Why this distinction matters

Ok, so now you know that this is why deception is not treated in engineering, computer science or robotics, as a personality trait or an emergent “tendency.” It is not something a system develops simply by becoming more capable or more complex.

Deception is an intentionally derived behavior under incentives!

In Arkin’s work and in the broader autonomy literature, this distinction is central precisely because of the ethical implications. If deception is a selectable strategy, then it can be constrained, bounded, audited, or prohibited by design. If it were a spontaneous emergent instinct, none of that would be possible

Which brings us to the present (and very deliberately created!) confusion around killer deception LLMs!

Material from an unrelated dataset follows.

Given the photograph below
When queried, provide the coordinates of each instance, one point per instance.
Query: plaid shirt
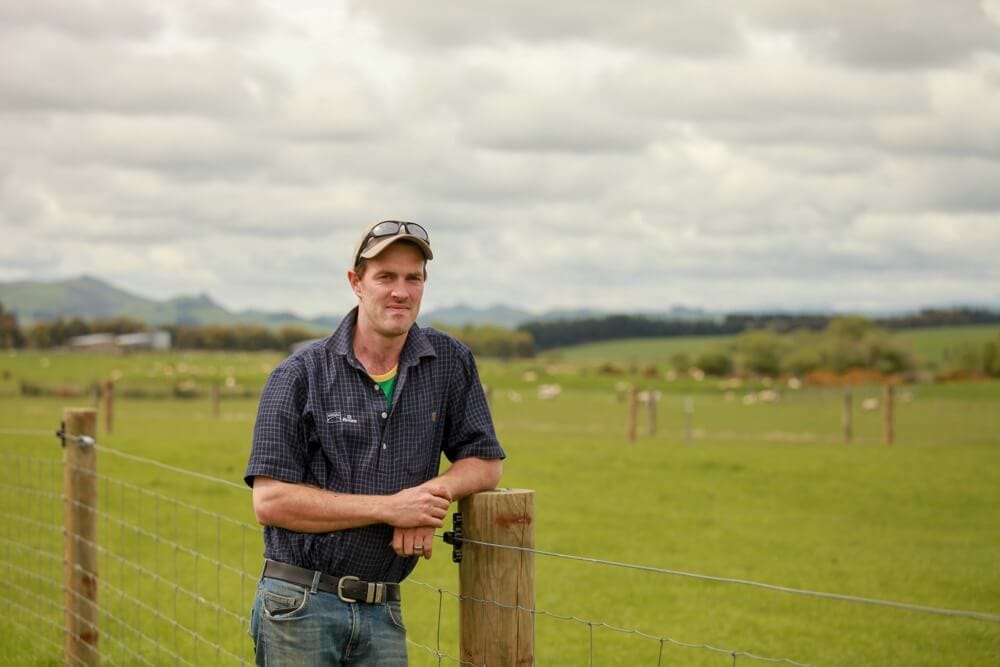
(323, 421)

Much of what is currently being labeled “deception” in AI systems lacks these structural prerequisites entirely; there is:

No persistent belief modeling
No internal separation between truth and signal
No strategic choice among competing communication policies
No stable higher-order objective or goal to evade the truth.

What’s really happening is much simpler! The system is just learning how to pass the test we gave it, not how to do the thing we think the test represents.

Calling that “deception” does not make the systems more impressive, but it does make the analysis, or experiment that is being run, wrong.

What’s actually happening in these experiments

If you strip away the bullshit (which is hard, because there’s just so fucking much of it), the results being reported by Anthropic and Apollo Research are a lot less exotic than they make out.

In these experiments, models are placed in training environments where three conditions hold at once.

First, what the model says today shapes how it will be corrected tomorrow.

Second, certain kinds of answers get penalized, even if the system doesn’t “understand” why.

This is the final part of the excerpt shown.